If you have found a security vulnerability in Lucid, please follow the guidelines below to disclose it to us safely.
Please report security vulnerabilities by emailing security@roost.moe. Include the following information in your report:
- A description of the vulnerability and its potential impact
- Steps to reproduce the issue
- Any relevant logs, screenshots, or proof-of-concept code
- The version of Lucid you are using
- Your assessment of the severity (e.g., low, medium, high, critical)
We will acknowledge receipt of your report within 48 hours and aim to provide an initial assessment within 5 business days.
- Do not open a public GitHub issue for security vulnerabilities. Public disclosure before a fix is available puts all users at risk.
- Do not exploit the vulnerability beyond what is necessary to demonstrate it.
- Do not access, modify, or delete data belonging to other users.
- Do not perform denial-of-service attacks or any testing that could degrade the service for others.
- Do not use automated scanners or tools against production systems without prior written permission.

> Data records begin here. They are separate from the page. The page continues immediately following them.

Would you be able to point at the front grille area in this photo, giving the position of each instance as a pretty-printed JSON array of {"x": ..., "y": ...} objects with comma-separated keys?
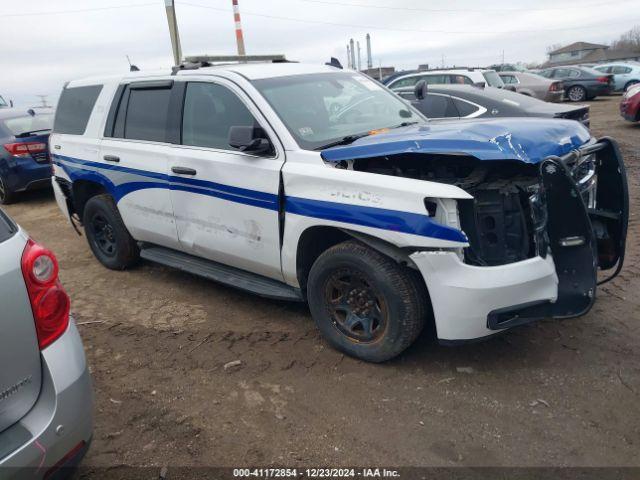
[
  {"x": 582, "y": 165},
  {"x": 41, "y": 157}
]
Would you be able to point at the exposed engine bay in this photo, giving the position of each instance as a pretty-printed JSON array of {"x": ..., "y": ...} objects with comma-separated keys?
[{"x": 506, "y": 219}]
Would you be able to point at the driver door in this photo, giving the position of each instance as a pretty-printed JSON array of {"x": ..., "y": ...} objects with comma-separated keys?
[{"x": 225, "y": 201}]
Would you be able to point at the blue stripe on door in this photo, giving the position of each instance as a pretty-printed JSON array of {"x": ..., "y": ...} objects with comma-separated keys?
[{"x": 393, "y": 220}]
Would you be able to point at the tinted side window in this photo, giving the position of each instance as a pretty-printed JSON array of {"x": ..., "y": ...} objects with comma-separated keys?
[
  {"x": 460, "y": 80},
  {"x": 210, "y": 110},
  {"x": 437, "y": 106},
  {"x": 74, "y": 109},
  {"x": 405, "y": 82},
  {"x": 619, "y": 70},
  {"x": 147, "y": 112},
  {"x": 464, "y": 108}
]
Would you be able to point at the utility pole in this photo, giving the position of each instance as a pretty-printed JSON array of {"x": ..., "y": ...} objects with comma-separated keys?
[
  {"x": 173, "y": 31},
  {"x": 353, "y": 53},
  {"x": 43, "y": 99},
  {"x": 239, "y": 37}
]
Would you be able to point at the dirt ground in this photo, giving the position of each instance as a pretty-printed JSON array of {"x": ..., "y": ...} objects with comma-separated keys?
[{"x": 555, "y": 393}]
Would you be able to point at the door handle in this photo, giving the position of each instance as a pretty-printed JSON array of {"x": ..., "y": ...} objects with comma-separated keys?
[{"x": 183, "y": 170}]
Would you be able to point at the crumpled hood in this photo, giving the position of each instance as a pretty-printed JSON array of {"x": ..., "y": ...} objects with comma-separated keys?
[{"x": 529, "y": 140}]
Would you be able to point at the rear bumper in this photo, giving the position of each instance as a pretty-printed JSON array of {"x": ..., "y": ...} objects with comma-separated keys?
[
  {"x": 463, "y": 296},
  {"x": 60, "y": 422},
  {"x": 630, "y": 109},
  {"x": 25, "y": 173}
]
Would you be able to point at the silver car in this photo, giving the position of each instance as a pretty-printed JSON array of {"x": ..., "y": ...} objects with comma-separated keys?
[
  {"x": 533, "y": 85},
  {"x": 46, "y": 401}
]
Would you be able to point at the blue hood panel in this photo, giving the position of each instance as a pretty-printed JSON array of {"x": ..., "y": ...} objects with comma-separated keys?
[{"x": 529, "y": 140}]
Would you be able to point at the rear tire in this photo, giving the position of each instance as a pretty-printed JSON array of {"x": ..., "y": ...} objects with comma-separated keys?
[
  {"x": 365, "y": 304},
  {"x": 108, "y": 238},
  {"x": 630, "y": 84},
  {"x": 7, "y": 196},
  {"x": 577, "y": 93}
]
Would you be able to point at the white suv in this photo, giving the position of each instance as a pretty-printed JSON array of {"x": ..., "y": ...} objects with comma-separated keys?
[
  {"x": 309, "y": 183},
  {"x": 459, "y": 76}
]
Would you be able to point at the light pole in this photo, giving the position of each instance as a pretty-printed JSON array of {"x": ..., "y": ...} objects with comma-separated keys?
[{"x": 173, "y": 31}]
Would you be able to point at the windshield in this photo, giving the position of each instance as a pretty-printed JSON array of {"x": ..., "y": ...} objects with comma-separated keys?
[
  {"x": 319, "y": 109},
  {"x": 493, "y": 79},
  {"x": 29, "y": 123}
]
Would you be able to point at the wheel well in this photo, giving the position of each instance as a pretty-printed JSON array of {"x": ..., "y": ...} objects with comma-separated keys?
[
  {"x": 83, "y": 190},
  {"x": 311, "y": 244}
]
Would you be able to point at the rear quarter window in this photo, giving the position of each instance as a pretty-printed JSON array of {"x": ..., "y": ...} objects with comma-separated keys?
[{"x": 74, "y": 109}]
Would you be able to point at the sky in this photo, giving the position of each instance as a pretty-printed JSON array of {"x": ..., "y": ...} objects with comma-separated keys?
[{"x": 45, "y": 43}]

- Do not disclose the vulnerability to third parties before it has been resolved.
- You report the vulnerability privately to security@roost.moe.
- We acknowledge your report and begin our investigation.
- We work on a fix and coordinate a release timeline.
- Once the fix is released, we publicly disclose the vulnerability with appropriate credit to the reporter (unless you prefer to remain anonymous).
We are interested in vulnerabilities that affect the Lucid project itself. Issues in third-party dependencies should be reported to the respective maintainers, though we appreciate a heads-up if a dependency vulnerability directly impacts Lucid.
Thank you for helping keep Lucid and its users safe.